TommasoBelluzzo / HistoricalVolatility

A framework for historical volatility estimation and analysis.
Apache License 2.0
34 stars 15 forks source link

Correctness of Yang-Zhang volatility calculation #2

Closed nateaff closed 6 years ago

nateaff commented 6 years ago

Hello Tommaso,

I was testing your implementation of Yang-Zhang volatility against the TTR implementation and found a discrepancy between the two outputs. For test data, I used daily SPY OHLC data from 2015-11-25 to 2015-12-11. The results of the TTR and HistoricalVolatility implementation are included below.

HistoricalVolatility:

estimate_volatility(SPY,'YZ',10);
>>
    0.1541
    0.1749

TTR:

yz_vol <- TTR::volatility(SPY, N = 252, calc = "yang.zhang")
yz_vol[11:12]

> 
[1] 0.1455561 0.1603981

For the following I'm using the notation and reference equations for Yang-Zhang volatility included in the TTR reference documents here: https://www.rdocumentation.org/packages/TTR/versions/0.23-3/topics/volatility

The calculations in your estimate_volatility function diverge from the reference equations in two places. Yang-Zhang volatility is the weighted composition of three variance components:

sigma_rs = sigma_o^2 + k*sigma_c^2 + (1-k)*sigma_rs^2.
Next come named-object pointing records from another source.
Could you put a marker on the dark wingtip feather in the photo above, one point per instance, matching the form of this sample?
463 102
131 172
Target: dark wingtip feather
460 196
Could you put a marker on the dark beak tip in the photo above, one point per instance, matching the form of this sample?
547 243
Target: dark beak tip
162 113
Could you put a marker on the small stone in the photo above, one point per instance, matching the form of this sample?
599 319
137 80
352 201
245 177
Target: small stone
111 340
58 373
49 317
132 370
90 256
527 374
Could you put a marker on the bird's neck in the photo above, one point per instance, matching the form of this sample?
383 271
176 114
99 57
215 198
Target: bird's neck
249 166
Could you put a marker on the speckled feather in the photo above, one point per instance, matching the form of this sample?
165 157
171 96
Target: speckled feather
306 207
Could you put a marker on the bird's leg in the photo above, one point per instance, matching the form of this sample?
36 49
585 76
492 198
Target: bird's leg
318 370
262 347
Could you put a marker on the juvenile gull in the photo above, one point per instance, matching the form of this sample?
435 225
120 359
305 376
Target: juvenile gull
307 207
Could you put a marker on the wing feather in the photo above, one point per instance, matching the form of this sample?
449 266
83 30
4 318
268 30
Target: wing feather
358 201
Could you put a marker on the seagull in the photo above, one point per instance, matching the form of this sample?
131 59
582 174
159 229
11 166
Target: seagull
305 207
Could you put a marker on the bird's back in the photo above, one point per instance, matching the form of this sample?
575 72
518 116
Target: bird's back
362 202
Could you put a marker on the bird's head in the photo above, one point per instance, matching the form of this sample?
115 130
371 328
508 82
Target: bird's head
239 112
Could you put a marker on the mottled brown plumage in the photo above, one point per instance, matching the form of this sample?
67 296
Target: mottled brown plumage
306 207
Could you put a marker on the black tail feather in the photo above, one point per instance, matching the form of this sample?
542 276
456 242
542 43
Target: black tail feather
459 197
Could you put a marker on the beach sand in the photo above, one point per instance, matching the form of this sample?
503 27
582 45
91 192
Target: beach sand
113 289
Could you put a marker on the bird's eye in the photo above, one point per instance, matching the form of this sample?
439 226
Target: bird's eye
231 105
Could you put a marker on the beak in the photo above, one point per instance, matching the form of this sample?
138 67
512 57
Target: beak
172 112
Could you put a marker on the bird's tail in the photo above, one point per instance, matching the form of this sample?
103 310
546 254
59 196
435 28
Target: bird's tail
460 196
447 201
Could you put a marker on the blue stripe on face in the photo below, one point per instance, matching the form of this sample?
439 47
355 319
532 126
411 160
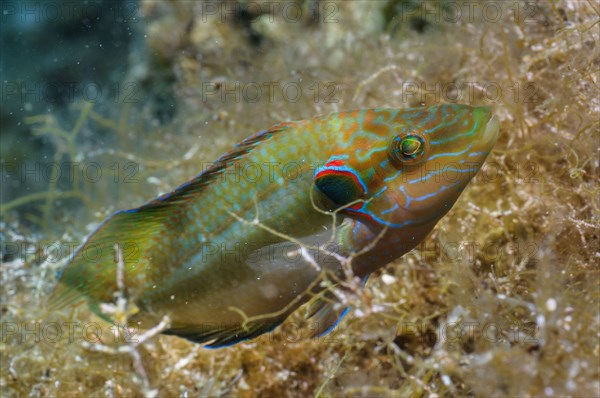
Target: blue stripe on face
432 194
472 154
390 178
444 124
434 173
455 137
The three vectors used to calculate each variance component occurs on line 116:

res = [(log(data.Open ./ [NaN; data.Close(1:end-1)]) .^ 2) (data.Return .^ 2) ((ho .* (ho - co)) + (lo .* (lo - co)))];

The values (data.Return.^2) corresponds to the values used to calculatesigma_c^2. The Yang-Zhang volatility functions in the TTR documentation, however, use the log Close/Open instead of returns. Specifically,

sigma_c^2 = N/(n-1) * sum( log( C_i/O_i - mu_c )^2)
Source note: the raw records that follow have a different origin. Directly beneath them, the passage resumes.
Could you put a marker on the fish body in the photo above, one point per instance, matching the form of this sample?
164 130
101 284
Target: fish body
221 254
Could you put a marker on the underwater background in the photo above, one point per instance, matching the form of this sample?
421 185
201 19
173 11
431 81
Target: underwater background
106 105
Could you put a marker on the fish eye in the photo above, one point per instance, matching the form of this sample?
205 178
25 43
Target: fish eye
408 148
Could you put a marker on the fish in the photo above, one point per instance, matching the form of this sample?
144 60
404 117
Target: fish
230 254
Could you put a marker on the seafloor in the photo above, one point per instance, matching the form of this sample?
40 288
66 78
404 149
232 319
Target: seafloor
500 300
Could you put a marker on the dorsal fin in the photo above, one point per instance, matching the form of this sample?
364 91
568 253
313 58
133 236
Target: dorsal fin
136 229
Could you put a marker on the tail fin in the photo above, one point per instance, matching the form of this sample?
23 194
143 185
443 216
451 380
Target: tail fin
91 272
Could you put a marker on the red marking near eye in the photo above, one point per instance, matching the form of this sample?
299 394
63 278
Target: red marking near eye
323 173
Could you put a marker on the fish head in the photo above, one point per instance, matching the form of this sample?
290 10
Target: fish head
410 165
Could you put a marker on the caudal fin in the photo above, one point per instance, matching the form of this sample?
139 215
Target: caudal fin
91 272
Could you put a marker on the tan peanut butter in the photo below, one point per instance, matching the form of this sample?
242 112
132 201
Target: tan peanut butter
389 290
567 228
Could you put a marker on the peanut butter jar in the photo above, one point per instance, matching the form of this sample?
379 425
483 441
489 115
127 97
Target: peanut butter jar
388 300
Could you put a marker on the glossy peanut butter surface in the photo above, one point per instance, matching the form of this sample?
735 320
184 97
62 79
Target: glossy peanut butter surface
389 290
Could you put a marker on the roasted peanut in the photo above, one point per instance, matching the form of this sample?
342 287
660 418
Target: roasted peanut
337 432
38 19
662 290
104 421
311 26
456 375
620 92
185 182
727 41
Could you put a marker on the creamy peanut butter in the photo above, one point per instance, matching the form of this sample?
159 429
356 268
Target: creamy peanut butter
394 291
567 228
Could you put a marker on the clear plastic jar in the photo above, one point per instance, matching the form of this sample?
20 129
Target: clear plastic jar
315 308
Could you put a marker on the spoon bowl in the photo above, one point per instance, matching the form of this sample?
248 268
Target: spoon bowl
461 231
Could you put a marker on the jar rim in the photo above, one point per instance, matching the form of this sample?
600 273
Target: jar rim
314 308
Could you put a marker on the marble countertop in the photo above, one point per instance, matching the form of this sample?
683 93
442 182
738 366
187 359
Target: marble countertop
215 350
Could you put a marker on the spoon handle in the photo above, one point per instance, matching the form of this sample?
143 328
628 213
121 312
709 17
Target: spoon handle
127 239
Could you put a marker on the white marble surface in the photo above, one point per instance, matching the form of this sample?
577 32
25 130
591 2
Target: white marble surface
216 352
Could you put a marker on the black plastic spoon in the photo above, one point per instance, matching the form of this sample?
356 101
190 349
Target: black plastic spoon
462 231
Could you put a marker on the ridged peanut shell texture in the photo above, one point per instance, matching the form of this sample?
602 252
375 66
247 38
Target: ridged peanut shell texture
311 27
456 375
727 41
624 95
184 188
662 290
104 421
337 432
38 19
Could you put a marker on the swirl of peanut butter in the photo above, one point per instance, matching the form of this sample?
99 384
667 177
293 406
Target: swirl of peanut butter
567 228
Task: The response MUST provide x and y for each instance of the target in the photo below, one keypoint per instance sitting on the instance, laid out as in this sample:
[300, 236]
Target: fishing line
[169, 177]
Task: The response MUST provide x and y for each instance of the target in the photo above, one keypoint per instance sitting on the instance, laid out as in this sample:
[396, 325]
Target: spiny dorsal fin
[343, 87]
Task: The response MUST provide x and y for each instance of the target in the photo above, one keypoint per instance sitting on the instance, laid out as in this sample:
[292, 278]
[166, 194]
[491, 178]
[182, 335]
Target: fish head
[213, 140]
where C_i is the closing price and O_i is the opening price.

The other discrepancy from the reference equations occurs at line 118 of estimate_volatility:

param1 = sqrt(252 / (bw - 1));

Here bw corresponds to bandwidth or the size of the rolling window used to compute volatility and 252 is the number of active trading days.
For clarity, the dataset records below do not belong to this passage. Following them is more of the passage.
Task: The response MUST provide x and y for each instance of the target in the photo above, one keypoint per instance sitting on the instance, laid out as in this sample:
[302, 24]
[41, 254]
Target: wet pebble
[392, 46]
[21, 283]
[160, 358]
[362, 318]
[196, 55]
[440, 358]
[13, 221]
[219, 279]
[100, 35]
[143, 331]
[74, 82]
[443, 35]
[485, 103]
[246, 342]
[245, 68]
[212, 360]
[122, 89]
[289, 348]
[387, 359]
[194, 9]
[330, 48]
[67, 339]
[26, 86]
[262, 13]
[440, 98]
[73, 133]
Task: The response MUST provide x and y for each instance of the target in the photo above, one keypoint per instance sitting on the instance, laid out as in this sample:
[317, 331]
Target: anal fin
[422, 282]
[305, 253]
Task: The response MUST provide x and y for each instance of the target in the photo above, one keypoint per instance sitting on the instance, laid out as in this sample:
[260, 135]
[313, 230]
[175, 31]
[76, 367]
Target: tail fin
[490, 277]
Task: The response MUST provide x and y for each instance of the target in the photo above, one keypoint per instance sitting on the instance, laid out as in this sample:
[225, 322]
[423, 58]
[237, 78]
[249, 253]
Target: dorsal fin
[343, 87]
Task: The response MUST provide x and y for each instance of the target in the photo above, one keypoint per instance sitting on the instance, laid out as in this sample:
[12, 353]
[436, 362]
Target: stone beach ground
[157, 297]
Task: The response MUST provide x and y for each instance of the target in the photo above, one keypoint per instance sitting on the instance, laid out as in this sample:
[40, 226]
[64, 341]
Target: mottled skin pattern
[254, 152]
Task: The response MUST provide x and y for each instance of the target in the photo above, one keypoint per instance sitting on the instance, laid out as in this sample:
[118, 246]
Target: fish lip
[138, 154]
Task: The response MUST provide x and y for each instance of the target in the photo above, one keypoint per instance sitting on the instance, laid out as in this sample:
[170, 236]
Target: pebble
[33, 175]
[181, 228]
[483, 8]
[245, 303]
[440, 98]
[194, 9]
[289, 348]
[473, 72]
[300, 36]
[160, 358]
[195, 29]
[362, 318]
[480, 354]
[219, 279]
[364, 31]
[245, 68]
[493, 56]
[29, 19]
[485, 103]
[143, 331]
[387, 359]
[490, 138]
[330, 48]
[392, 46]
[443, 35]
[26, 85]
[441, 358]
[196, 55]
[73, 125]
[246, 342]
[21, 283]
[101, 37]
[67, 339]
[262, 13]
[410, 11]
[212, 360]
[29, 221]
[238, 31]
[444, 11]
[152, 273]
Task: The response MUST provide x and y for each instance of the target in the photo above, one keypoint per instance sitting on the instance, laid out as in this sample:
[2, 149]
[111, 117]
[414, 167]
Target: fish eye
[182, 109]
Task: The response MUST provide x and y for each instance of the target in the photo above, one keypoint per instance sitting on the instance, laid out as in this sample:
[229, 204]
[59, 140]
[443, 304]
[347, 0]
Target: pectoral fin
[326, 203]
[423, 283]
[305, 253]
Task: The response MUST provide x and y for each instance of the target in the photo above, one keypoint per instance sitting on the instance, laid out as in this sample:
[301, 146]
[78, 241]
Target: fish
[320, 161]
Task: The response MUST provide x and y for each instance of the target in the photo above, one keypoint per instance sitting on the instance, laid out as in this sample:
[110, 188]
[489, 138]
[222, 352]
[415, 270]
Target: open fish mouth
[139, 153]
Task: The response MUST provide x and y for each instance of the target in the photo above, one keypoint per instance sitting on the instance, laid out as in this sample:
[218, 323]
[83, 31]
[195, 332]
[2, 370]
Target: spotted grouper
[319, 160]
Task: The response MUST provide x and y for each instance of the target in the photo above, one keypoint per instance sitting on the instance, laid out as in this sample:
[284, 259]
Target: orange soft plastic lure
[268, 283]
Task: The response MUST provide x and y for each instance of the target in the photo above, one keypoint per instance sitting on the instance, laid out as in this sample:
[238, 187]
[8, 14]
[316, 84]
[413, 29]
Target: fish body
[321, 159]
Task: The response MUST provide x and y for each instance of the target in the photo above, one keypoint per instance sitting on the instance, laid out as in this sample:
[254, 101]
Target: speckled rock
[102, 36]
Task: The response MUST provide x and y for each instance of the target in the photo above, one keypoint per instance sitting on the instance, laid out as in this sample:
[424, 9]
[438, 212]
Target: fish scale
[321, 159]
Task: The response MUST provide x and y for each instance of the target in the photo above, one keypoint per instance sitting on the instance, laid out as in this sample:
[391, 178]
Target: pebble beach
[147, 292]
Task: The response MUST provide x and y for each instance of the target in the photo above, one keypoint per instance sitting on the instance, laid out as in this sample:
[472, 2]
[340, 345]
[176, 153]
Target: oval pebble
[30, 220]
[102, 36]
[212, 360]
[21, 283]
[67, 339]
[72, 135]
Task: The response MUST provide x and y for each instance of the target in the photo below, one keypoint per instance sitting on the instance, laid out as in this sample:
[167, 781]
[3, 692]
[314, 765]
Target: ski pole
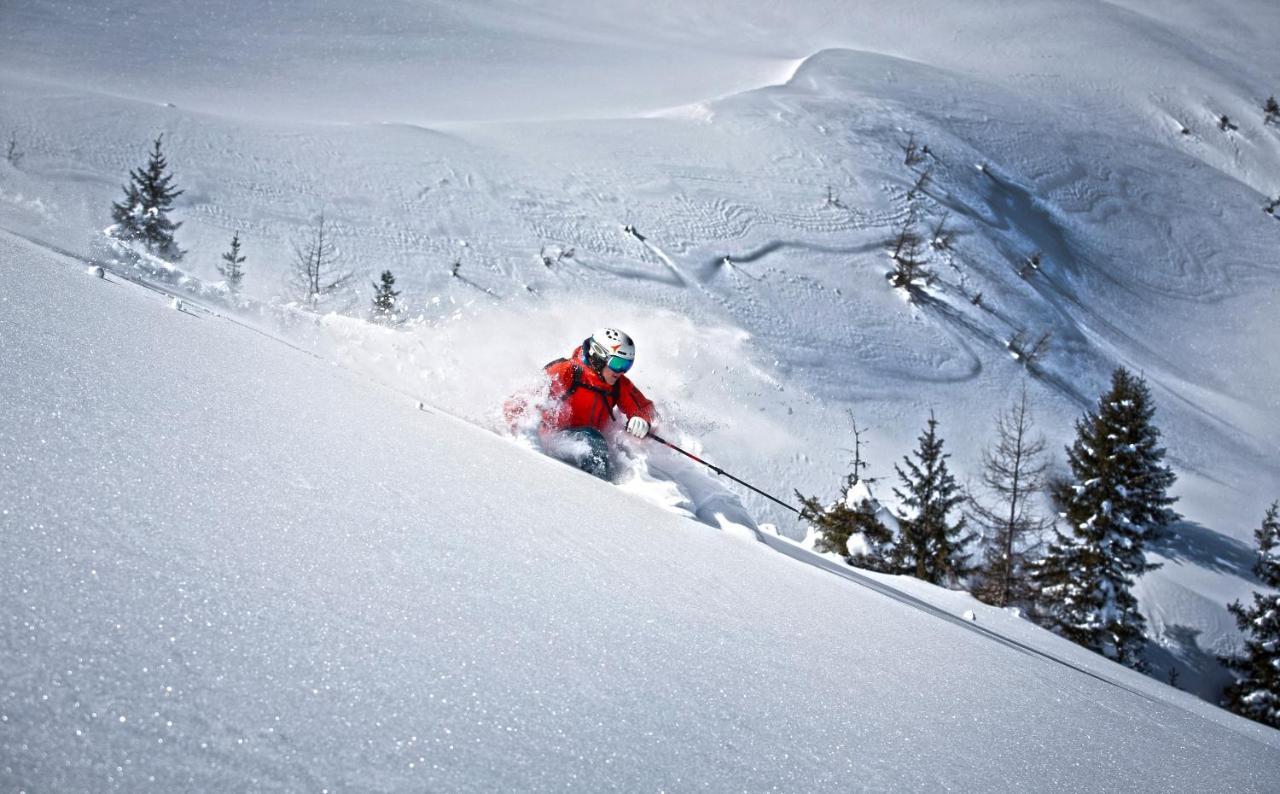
[721, 471]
The parameter param1 is used in the summary function @fun to compute each variance component used in the Yang-Zhang formula: sigma_o^2, sigma_c^2, sigma_{rs}^2. However, the Roger-Satchell formula uses 1/n not 1/(n-1). The value n corresponds to the bandwidth parameter,bw, in estimate_volatility function.

I forked this repository and updated the code to match the TTR reference equations. These changes are located at lines 125-198 in my version of the _estimatevolatility.m file. The output of the updated estimate_volatility function now matches the TTR::volatility() output.

estimate_volatility(SPY,'YZ',10);
yz_vol =
>>
    0.1456
    0.1604

I just wanted to let you know about the discrepancy and open the issue as a reference in case anyone else might find it useful. My fork of the repository with the changes described above is located here.

Regards,

Nathanael

TommasoBelluzzo commented 6 years ago

Dear Nathanael,

it's with great pleasure I read this comment to my code. I apologyze for my late reply, but my job kept far from my laptop for a while. I totally agree with you when you say that my YZ estimator implementation was faulty and I released a little fix into the new version of my code.

Despite your version being a huge improvement over my previous version, after reviewing the formulation of the YZ estimator from different sources, I think that the code should be rewritten differently.

Sticking to the formulation proposed in the link you provided, I see that there are three parameters derived from the scalar k (1, k and 1-k) and three weighting parameters (N / (n - 1), N / (n - 1) again and (N / n)) for, respectively, sigma_o^2, sigma_c^2 and sigma_rs^2. I implemented both parameters into a one-shot anonymous function call instead of using two function handlers.

For what concerns the sigma_rs^2, I decided not to change my original formulation (ho .* (ho - co)) + (lo .* (lo - co)) because, when compared to your formulation (ho .* hc) + (lo .* lc), I noticed it basically leads to the same output. So both formulations are totally correct and yet divergent from the one you normally find in most academic papers (which is also the one described in the R documentation).

For what concerns sigma_o^2 and sigma_c^2, I tried to avoid using your var implementation and I stick on a more standard approach.

On the top of that, I updated my data fetching from the web which was completely broken due to a downgrade in the Quandl service.

The results between your implementation and mine are now almost identical. Please, try it and report back to me in case your are detecting further issues.

Best regards, Tommaso